La simulation numérique n'a longtemps considéré des structures que les sections courantes, ou encore les formes générales, en se gardant bien de représenter finement les zones d'assemblage où conditions aux limites en déplacement et transmission des efforts sont assez mal déterminées. L'approche était globale et phénoménologique, les liaisons étant traitées à l'aide de modèles équivalents ne prenant pas en compte la géométrie locale. Les moyens de calcul augmentant, il est maintenant possible d'étudier de façon plus fine le détail des liaisons. Le collage est en question, il est souvent intéressant économiquement, mais pas toujours complètement maîtrisé, surtout pour ce qui concerne les problèmes de vieillissement. On trouvera ICI, un exemple de calcul de rivet pour l'aéronautique, réalisé dans un département de l'ONERA. De telles études s'avèrent d'autant plus importantes que de nouvelles exigences apparaissent dans le processus de dimensionnement et de validation des composants, comme la tenue au crash, et que les essais correspondants se révèlent très sensibles à la tenue des liaisons. Le thème du présent exemple est le vissage. Ce procédé d'assemblage, très ancien, puisque hérité du principe de la vis sans fin d'Archimède, conduit à des états de contraintes relativement complexes, mais dont une première approche peut être effectuée analytiquement pour le cas d'un matériau parfaitement plastique. Un petit programme de calcul est également fourni pour avoir accès à des comportements de matériaux réels. L'étude de cas concerne plus particulièrement une vis de culasse.

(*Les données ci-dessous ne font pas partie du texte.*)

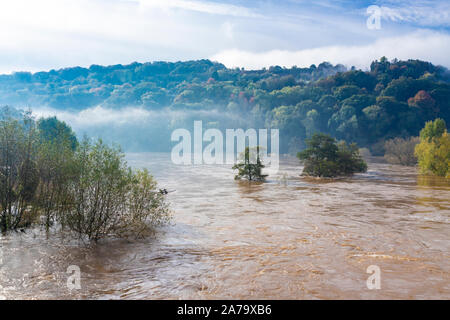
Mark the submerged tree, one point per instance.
(401, 151)
(250, 165)
(87, 188)
(324, 157)
(433, 151)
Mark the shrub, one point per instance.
(85, 187)
(324, 157)
(401, 151)
(433, 151)
(250, 167)
(109, 199)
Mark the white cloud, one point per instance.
(425, 45)
(435, 13)
(204, 7)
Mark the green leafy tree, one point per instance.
(433, 151)
(250, 166)
(324, 157)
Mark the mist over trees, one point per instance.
(392, 99)
(48, 178)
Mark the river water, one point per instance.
(288, 238)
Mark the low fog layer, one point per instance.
(136, 129)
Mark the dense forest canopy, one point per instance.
(394, 98)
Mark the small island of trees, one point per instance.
(49, 178)
(326, 158)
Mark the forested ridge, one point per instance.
(392, 99)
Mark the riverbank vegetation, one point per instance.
(250, 165)
(433, 151)
(401, 151)
(325, 157)
(49, 178)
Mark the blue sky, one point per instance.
(46, 34)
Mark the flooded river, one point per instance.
(288, 238)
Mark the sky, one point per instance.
(52, 34)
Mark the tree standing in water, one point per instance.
(250, 167)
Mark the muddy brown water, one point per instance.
(288, 238)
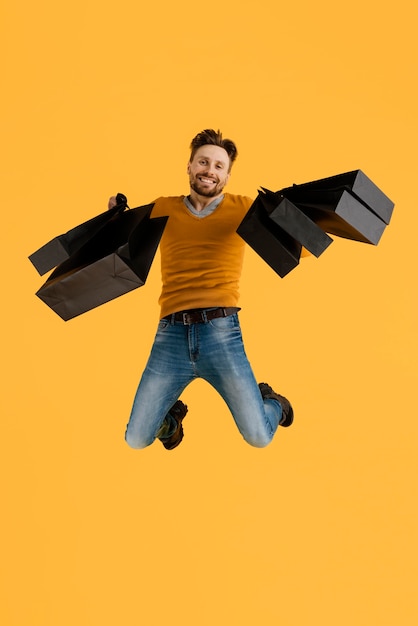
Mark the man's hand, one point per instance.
(120, 200)
(112, 202)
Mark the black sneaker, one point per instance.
(287, 411)
(178, 411)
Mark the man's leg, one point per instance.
(166, 375)
(224, 364)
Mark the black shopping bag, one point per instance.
(279, 249)
(63, 246)
(348, 205)
(296, 224)
(113, 262)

Les culasses de moteurs automobiles sont des pièces particulièrement complexes. Réalisées la plupart du temps en alliage d'aluminium pour des questions d'échanges thermiques, elles travaillent souvent à la limite de leurs capacités. C'est pourquoi elles sont maintenant calculées de façon systématique. Le recours au calcul permet d'accélérer considérablement le temps de mise au point, en réduisant notamment le nombre d'essais moteur.
La vue ci-dessus montre la "face-feu", côté cylindres (ici un moteur 16 soupapes) celle qui est en contact avec les gaz chauds, tandis que la vue ci-contre montre le côté de la chambre d'eau avec en bas les tubulures d'échappement.
Les images ci-contre montrent (image du haut) une coupe perpendiculaire à la face feu, avec les trous des vis qui serrent la culasse sur le bloc moteur. Ces vis sont représentées sur la photo du bas.
Parmi les premiers calculs de culasse prenant en compte le comportement viscoplastique, voici celui réalisé lors de son stage de fin de troisième année de l'EMP par P. Peruzzetto (en 1987), en coopération avec Renault et Principia. (On peut actuellement lui rendre visite ICI)
Les calculs portent maintenant sur des maillages plus importants, comportant quelques centaines de milliers de noeuds dans les modélisation de type éléments finis (à gauche). Par ailleurs, les ingénieurs introduisent de plus en plus couramment une description des assemblages (à droite).